El actual gobierno maneja la idea --y se contempla dentro de la Ley de Urgente Consideración (LUC)-- de acortar los tiempos en el derrotero hacia la adopción, para que no pase de un máximo de 18 meses. También se buscará una descentralización del servicio y que no todo deba transcurrir en Montevideo, como hasta el momento, además de generar más recursos humanos para atender los diversos talleres que se brindan a los postulantes y así agilizar el trámite.

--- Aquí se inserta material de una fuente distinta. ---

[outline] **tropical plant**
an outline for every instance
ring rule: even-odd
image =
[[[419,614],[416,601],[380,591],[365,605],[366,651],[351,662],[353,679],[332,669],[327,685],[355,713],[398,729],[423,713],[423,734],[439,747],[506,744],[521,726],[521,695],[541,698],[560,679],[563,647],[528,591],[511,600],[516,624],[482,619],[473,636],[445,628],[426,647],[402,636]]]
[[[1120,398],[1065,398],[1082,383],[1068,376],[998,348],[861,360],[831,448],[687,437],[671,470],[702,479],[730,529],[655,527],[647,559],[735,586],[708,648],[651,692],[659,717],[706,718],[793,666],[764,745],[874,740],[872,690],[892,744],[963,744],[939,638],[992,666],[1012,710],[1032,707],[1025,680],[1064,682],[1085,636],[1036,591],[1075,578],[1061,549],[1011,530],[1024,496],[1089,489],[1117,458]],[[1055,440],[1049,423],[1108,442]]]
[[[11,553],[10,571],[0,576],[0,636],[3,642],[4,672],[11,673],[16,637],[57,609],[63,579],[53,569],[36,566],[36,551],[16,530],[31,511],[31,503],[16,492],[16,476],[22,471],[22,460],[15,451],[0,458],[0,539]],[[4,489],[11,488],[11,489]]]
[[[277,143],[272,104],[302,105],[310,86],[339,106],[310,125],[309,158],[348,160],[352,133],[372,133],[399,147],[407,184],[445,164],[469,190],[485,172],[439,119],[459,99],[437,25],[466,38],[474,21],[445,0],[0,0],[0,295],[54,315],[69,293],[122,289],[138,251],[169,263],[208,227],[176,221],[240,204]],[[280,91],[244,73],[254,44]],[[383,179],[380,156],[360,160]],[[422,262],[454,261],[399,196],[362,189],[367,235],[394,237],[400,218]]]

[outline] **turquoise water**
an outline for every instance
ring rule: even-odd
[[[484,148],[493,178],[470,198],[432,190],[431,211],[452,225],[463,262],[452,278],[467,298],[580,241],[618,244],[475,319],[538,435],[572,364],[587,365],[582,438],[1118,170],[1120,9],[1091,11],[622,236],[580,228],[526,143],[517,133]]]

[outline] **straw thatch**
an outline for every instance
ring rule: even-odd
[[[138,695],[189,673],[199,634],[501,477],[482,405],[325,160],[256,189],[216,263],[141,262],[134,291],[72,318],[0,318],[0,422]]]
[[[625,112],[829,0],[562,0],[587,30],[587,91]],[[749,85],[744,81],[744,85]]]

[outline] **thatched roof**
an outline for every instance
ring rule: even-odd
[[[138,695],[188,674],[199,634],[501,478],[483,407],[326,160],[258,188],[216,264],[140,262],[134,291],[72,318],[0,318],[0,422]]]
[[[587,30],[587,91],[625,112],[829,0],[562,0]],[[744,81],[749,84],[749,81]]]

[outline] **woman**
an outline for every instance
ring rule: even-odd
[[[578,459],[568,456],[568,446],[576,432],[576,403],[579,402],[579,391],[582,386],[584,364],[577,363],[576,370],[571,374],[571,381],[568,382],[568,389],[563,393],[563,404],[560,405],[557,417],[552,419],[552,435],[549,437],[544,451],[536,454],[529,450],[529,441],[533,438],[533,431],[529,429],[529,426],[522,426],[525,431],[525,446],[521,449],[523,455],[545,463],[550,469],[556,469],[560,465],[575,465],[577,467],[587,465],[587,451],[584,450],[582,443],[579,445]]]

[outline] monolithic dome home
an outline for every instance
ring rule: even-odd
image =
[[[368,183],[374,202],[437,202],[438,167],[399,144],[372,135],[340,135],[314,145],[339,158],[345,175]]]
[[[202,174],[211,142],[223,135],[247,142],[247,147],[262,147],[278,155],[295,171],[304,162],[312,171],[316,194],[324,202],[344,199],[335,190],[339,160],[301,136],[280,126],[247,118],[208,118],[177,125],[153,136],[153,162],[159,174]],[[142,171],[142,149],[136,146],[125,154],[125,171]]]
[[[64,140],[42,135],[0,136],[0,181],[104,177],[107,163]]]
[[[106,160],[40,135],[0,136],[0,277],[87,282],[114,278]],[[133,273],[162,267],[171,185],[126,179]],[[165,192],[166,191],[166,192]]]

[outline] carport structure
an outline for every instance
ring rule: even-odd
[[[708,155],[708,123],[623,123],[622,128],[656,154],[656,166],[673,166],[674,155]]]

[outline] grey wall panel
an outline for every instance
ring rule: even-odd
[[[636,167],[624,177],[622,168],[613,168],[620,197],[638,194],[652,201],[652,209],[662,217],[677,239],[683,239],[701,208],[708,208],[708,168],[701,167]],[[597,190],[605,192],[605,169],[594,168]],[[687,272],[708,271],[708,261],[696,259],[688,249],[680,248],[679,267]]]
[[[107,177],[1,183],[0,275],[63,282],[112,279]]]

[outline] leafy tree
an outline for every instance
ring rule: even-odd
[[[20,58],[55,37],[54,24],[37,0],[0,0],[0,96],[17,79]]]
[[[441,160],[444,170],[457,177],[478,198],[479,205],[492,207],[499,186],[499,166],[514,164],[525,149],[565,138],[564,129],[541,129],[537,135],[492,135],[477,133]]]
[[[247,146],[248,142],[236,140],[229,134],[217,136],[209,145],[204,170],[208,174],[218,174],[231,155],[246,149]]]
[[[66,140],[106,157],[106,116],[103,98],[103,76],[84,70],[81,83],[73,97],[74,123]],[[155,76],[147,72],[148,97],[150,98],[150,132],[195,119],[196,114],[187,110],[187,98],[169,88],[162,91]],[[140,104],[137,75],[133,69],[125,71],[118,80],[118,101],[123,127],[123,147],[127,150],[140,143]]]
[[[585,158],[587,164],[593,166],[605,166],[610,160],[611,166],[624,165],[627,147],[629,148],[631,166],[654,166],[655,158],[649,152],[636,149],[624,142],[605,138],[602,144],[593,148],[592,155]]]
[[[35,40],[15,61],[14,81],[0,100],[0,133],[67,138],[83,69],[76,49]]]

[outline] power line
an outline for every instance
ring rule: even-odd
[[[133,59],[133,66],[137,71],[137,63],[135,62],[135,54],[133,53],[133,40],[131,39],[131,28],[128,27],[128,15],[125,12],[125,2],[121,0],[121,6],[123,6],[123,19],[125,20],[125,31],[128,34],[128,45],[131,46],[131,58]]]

Las historias en torno de las adopciones son tantas como las solicitudes que llegan para acometer esa empresa. Aquí presentamos tres: dos casos sellados y uno aún en la dulce espera. (Los nombres de las personas que brindaron sus testimonios han sido cambiados por pedido de ellas mismas).

Hermanos

Raúl y Analía adoptaron dos niños que en su tiempo tenían 4 y 3 años, hermanos entre ellos. Desde que se inscribieron en la primavera de 2010 hasta que los chicos llegaron a su casa, debieron pasar cuatro años y medio. Y con el proceso judicial consecuente, completaron ocho años en vueltas por la adopción. De cualquier modo, no lo dudan: ha valido la pena. Y ponderan el procedimiento, más allá de los contratiempos.

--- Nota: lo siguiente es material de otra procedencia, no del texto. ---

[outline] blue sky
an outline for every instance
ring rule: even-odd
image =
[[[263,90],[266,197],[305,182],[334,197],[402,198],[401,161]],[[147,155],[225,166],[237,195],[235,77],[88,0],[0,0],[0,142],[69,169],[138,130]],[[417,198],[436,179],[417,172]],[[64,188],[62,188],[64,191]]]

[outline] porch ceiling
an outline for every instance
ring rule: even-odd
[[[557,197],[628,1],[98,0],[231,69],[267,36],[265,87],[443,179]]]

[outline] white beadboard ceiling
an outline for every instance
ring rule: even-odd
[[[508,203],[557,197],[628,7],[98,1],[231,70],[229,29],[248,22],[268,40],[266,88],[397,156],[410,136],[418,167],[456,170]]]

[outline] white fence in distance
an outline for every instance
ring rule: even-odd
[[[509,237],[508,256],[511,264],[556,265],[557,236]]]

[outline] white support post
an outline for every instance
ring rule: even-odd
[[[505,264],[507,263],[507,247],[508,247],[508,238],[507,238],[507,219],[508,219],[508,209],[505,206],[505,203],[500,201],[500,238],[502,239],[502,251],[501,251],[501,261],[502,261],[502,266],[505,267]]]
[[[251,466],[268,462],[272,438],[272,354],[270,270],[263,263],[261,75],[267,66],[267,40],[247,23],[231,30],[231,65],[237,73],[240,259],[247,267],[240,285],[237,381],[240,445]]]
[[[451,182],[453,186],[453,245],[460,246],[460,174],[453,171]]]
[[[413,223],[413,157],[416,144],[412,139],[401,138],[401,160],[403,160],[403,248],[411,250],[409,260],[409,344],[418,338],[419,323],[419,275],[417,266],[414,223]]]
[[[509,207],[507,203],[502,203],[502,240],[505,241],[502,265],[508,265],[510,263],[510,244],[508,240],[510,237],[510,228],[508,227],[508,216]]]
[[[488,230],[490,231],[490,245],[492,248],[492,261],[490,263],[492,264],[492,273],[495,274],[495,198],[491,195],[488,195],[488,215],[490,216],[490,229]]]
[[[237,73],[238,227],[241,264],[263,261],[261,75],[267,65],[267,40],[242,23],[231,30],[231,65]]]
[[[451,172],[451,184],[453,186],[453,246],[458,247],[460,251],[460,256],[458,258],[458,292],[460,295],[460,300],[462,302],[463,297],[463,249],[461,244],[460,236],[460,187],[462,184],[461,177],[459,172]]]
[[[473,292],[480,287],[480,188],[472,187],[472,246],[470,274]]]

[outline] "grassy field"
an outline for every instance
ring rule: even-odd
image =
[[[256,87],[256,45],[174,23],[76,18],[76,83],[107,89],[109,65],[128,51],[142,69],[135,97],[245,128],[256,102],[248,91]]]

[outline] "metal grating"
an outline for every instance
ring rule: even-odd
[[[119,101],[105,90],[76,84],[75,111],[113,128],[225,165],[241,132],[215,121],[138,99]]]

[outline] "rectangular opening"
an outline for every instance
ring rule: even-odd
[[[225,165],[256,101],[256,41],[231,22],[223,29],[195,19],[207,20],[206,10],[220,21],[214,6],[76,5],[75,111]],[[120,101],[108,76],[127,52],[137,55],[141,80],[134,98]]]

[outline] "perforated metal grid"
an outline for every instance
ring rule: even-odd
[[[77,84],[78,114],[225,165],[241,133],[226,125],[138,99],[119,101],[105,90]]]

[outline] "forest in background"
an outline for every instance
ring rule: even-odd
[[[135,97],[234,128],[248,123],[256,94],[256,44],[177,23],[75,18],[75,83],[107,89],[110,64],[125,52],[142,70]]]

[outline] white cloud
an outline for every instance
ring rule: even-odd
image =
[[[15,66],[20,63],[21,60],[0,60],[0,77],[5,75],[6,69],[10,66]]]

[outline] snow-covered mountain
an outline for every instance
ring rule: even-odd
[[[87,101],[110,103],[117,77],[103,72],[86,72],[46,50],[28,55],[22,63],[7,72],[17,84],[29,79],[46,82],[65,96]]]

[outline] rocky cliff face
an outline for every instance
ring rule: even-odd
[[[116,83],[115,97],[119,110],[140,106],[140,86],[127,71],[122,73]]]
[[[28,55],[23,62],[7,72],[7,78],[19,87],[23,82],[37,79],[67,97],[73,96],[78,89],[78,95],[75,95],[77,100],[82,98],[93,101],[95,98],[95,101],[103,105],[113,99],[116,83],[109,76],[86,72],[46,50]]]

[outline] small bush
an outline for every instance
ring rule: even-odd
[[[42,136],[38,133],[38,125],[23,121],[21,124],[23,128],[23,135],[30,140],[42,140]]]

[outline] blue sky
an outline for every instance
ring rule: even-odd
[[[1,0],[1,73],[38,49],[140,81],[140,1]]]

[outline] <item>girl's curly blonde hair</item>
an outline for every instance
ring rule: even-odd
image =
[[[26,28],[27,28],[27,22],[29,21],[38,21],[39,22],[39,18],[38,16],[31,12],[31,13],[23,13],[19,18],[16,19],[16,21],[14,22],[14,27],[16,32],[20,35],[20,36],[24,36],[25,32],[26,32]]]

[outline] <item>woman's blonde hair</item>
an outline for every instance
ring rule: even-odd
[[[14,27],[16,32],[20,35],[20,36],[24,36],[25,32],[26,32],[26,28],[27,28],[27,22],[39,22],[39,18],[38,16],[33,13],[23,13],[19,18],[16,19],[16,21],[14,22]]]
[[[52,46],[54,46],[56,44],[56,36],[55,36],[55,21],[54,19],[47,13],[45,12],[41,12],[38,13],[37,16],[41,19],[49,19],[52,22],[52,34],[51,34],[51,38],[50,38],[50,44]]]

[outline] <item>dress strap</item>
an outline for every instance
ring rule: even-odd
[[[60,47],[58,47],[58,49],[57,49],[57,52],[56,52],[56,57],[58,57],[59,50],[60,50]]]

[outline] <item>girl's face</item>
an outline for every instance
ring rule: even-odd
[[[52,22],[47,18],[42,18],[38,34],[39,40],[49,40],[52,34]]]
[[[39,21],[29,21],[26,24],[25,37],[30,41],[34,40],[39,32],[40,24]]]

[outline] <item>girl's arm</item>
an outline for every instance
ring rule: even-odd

“A nuestro modo de ver, el proceso está muy bien pensado, es fantástico y súper sincero, porque desde el día uno te dicen: 'no nos importa tu realidad, importa que el niño pase bien y nos tenemos que asegurar que el chiquilín mejore su situación'. Para el INAU, que el adulto esté cubriendo una necesidad es secundario”, comenta Raúl.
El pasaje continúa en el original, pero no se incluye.